African finance ministers have resolved to step up infrastructure financing to prepare for greater growth prospects after the current global economic crisis, noting that Africa should not lose sight of its aspirations to industrialise.

The finance and economic planning ministers, who wound up a two-day meeting in the Egyptian capital, Cairo, on Sunday, said African countries must increase spending in key infrastructure projects, even if this increased the budget deficits in most states.

The ministers noted “a good crisis should not go unexploited, and Africa should exploit the current crisis to reshape its dealings with the outside world, reshape African policies towards its poor, and reshape the continent’s potential for future growth”.

Egyptian Finance Minister Yousef Boutros-Ghali, who chaired the meeting attended by 40 ministers, sought increased spending in Africa as a key step towards fighting the effects of the global financial crunch, which has ignited an economic slowdown.

The Egyptian minister said he would use his chairmanship of the International Monetary and Financial Committee to make sure Africa’s voice was heard on the international stage.

He urged fellow ministers of finance to increase spending, particularly on infrastructure development, even though it would increase budget deficits, as to do otherwise would increase poverty.

“This increased spending will mean Africa would be in a better position to increase growth after the current recession,” he said.

Also speaking at the opening of the meeting, the African Union Commission Chairman, Jean Ping, said efforts to cushion African states from the effects of the global crisis were underway and measures were being taken by key institutions to deal with the crisis.

Africa’s leading institutions, including the AU, the UN Economic Commission for Africa and the African Development Bank have all been proactive in supporting African states to respond to the financial and economic crisis.

African ministers of finance and governors of central banks met in Tunis, Tunisia, in 2008 to discuss the crisis, leading to efforts such as the creation of the Committee of Ten (C10) as part of efforts coordinated by the UNECA and AU.

There has also been Africa’s participation in the London G20 summit as an entity which spoke with one voice and presented one common position for Africa.

Ping hailed the decision of the G20 summit to increase resources available to the International Monetary Fund (IMF) noting that poor countries could benefit from an additional US$50 billion availed to the institution for further lending.

He called on other international institutions to honour their pledges to increase resources to Africa.

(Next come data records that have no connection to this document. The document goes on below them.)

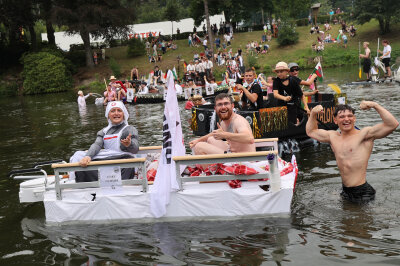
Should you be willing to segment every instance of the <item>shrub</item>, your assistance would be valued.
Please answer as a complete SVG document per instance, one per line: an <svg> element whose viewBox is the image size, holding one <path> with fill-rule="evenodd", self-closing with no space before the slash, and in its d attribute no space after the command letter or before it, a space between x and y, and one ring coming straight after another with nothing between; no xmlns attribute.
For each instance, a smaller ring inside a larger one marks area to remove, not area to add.
<svg viewBox="0 0 400 266"><path fill-rule="evenodd" d="M247 65L248 67L254 67L255 69L260 68L260 66L257 63L257 58L254 55L249 54L247 56Z"/></svg>
<svg viewBox="0 0 400 266"><path fill-rule="evenodd" d="M132 38L128 41L128 57L146 54L146 47L140 39Z"/></svg>
<svg viewBox="0 0 400 266"><path fill-rule="evenodd" d="M25 54L24 94L66 91L72 88L71 72L62 57L48 52Z"/></svg>
<svg viewBox="0 0 400 266"><path fill-rule="evenodd" d="M279 46L295 44L299 41L299 33L289 23L282 23L277 39Z"/></svg>
<svg viewBox="0 0 400 266"><path fill-rule="evenodd" d="M108 62L108 65L111 68L111 71L113 72L113 75L115 77L120 77L121 76L121 67L119 66L119 64L117 63L117 61L115 61L114 57L110 58L110 61Z"/></svg>

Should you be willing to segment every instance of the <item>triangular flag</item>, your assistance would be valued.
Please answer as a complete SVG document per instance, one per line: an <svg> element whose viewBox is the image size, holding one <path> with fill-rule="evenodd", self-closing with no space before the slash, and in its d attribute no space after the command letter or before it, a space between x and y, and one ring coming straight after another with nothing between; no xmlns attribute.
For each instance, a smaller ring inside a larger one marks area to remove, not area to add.
<svg viewBox="0 0 400 266"><path fill-rule="evenodd" d="M178 75L176 75L175 66L174 66L174 68L172 69L172 74L174 75L174 78L175 78L176 80L178 80Z"/></svg>
<svg viewBox="0 0 400 266"><path fill-rule="evenodd" d="M170 193L179 189L176 180L174 156L184 156L181 118L176 98L173 74L167 75L167 99L164 108L163 147L159 159L156 178L150 194L150 209L154 217L164 216L167 212ZM181 172L183 169L180 169Z"/></svg>
<svg viewBox="0 0 400 266"><path fill-rule="evenodd" d="M324 73L322 72L321 62L315 66L313 73L317 74L318 80L322 81L324 79Z"/></svg>

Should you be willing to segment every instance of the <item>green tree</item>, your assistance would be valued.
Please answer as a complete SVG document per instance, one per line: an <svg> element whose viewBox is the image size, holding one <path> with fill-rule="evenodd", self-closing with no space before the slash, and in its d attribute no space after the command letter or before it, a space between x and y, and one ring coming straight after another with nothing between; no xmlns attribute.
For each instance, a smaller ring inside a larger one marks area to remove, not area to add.
<svg viewBox="0 0 400 266"><path fill-rule="evenodd" d="M29 53L22 58L24 94L66 91L72 88L72 76L65 59L56 52Z"/></svg>
<svg viewBox="0 0 400 266"><path fill-rule="evenodd" d="M390 32L390 25L399 21L398 0L355 0L354 17L361 24L377 19L382 34Z"/></svg>
<svg viewBox="0 0 400 266"><path fill-rule="evenodd" d="M90 36L106 40L126 38L135 12L124 6L128 0L55 0L53 18L58 24L68 26L68 32L79 33L86 54L86 66L93 67Z"/></svg>
<svg viewBox="0 0 400 266"><path fill-rule="evenodd" d="M164 10L164 18L171 21L172 25L171 35L174 34L174 21L179 22L180 20L179 5L176 0L168 0L167 6L165 7Z"/></svg>

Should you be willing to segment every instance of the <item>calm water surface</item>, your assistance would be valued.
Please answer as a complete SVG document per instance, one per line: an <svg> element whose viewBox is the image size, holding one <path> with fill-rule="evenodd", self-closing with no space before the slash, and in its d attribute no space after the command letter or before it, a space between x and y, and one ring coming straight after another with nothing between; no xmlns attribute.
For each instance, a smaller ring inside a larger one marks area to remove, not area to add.
<svg viewBox="0 0 400 266"><path fill-rule="evenodd" d="M355 79L358 69L325 70L322 87ZM400 118L400 86L342 86L349 103L376 100ZM321 89L322 91L329 89ZM289 218L176 223L46 226L41 203L19 204L13 168L68 159L106 125L104 108L72 93L0 99L0 265L400 265L399 129L377 140L366 206L340 199L341 181L327 145L297 153L300 175ZM190 113L180 104L185 142ZM162 104L128 106L140 143L161 143ZM357 111L357 125L379 122Z"/></svg>

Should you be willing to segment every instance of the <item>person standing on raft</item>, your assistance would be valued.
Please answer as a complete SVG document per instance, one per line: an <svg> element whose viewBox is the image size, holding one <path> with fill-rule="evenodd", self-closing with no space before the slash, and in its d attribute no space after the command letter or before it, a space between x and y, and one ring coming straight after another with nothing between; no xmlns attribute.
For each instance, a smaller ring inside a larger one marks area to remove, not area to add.
<svg viewBox="0 0 400 266"><path fill-rule="evenodd" d="M254 137L247 120L233 112L232 98L226 93L215 97L215 112L221 123L218 129L192 140L189 145L196 155L230 152L255 152Z"/></svg>
<svg viewBox="0 0 400 266"><path fill-rule="evenodd" d="M399 126L396 118L378 103L362 101L360 104L361 110L371 108L378 112L383 123L358 130L354 127L355 110L349 105L338 105L333 121L340 131L318 129L317 115L323 113L323 107L318 105L311 110L306 125L309 137L331 145L342 177L341 196L354 203L365 203L375 198L375 189L366 181L374 140L386 137Z"/></svg>

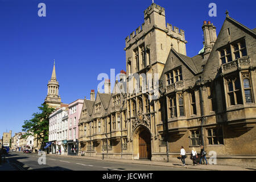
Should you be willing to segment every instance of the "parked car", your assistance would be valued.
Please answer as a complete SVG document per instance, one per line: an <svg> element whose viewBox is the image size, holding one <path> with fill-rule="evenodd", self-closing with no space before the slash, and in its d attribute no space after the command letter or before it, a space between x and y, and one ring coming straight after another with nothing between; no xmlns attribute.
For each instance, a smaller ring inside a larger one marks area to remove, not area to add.
<svg viewBox="0 0 256 182"><path fill-rule="evenodd" d="M32 151L30 150L23 150L23 152L25 154L31 154L32 153Z"/></svg>

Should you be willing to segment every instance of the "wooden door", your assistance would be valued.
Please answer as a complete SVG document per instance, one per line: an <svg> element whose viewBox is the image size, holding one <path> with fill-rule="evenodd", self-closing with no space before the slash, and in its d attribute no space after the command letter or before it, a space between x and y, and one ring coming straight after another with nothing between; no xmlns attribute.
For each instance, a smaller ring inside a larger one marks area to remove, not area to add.
<svg viewBox="0 0 256 182"><path fill-rule="evenodd" d="M144 130L139 135L139 159L150 159L151 158L151 146L150 134Z"/></svg>

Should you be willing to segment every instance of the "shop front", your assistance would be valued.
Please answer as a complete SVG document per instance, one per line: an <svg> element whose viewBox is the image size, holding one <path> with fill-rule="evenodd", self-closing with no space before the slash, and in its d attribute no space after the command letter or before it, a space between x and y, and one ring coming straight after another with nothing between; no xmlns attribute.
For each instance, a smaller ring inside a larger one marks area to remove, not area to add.
<svg viewBox="0 0 256 182"><path fill-rule="evenodd" d="M50 154L56 154L56 141L52 142L52 145L51 146L52 152Z"/></svg>
<svg viewBox="0 0 256 182"><path fill-rule="evenodd" d="M78 146L79 140L77 139L68 140L68 155L77 155Z"/></svg>
<svg viewBox="0 0 256 182"><path fill-rule="evenodd" d="M61 141L61 154L68 154L68 140L64 140Z"/></svg>

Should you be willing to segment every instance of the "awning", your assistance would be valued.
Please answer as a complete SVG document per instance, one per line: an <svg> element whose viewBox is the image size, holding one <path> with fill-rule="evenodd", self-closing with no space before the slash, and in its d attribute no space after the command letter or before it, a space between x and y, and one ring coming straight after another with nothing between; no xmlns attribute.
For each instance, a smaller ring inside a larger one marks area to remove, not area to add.
<svg viewBox="0 0 256 182"><path fill-rule="evenodd" d="M48 142L46 143L46 146L44 147L44 148L47 148L48 147L49 147L52 144L52 142Z"/></svg>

Africa is united in seeking a strong voice in the drafting of new rules for global economic governance and reform of the institutions that regulate the global economy.

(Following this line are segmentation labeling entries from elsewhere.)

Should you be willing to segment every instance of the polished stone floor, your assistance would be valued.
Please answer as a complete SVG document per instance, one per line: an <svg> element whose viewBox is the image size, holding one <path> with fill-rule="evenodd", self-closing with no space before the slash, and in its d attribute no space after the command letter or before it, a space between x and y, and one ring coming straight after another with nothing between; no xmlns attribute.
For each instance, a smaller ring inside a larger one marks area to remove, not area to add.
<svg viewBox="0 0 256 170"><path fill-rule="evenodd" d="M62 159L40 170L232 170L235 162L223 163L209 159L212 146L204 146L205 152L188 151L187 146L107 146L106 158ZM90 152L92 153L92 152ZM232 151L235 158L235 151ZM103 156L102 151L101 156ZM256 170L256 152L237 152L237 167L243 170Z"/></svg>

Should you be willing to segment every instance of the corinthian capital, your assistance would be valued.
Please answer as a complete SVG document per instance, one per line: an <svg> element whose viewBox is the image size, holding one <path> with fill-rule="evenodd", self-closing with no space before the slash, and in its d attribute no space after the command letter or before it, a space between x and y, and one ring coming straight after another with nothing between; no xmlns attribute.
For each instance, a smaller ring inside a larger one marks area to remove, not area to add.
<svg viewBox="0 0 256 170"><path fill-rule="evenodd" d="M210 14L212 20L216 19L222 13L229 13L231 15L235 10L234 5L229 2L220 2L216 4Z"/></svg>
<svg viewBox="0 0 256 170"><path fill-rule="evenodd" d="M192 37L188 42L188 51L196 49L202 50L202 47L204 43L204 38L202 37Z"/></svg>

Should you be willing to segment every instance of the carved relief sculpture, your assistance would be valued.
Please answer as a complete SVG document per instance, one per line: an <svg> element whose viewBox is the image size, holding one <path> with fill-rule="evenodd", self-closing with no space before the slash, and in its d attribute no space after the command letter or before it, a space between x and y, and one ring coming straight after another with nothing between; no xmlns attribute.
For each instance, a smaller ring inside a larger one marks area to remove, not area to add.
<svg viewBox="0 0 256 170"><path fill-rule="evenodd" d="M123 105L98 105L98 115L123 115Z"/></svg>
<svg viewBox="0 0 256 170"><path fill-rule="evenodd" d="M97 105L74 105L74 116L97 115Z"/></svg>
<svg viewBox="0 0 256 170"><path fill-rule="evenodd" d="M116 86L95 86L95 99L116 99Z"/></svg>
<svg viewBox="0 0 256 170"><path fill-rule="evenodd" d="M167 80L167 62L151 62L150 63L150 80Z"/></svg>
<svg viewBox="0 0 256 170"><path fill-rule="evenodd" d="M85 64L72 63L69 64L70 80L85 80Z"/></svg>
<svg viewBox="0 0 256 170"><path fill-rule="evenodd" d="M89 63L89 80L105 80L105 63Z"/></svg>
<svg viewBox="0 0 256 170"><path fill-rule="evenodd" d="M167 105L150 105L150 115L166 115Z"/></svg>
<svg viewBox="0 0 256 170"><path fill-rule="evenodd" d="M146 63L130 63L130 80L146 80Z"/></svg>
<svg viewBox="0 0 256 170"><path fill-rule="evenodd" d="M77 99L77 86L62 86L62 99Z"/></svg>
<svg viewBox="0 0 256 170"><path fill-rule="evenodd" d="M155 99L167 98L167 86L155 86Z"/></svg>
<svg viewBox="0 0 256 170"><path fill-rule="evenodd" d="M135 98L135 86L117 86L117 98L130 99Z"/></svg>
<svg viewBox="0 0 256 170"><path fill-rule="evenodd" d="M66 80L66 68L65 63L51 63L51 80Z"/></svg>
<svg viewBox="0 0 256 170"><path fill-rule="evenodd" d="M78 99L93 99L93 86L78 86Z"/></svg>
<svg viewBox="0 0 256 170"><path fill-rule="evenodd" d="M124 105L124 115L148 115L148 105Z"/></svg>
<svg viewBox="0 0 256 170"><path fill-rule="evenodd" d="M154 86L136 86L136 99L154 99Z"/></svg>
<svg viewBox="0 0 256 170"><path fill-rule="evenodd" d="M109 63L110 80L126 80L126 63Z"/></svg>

UNECA Executive Secretary of Abdoulie Janneh said although the global financial and economic crisis was not of Africa’s making, its impacts were being felt on the continent.

The ECA chief outlined four key areas that ministers should consider at the meeting as protecting Africa’s recent development gains.

Among these are identifying the major domestic policy options African countries can adopt in responding to the crisis; ensuring that promises made to Africa, particularly aid and trade, are honoured; and making sure Africa’s concerns on reform of the international financial architecture are adopted.

He stated that the active participation of ministers in consensus building meetings would send the right signals on Africa’s common purpose to the international community.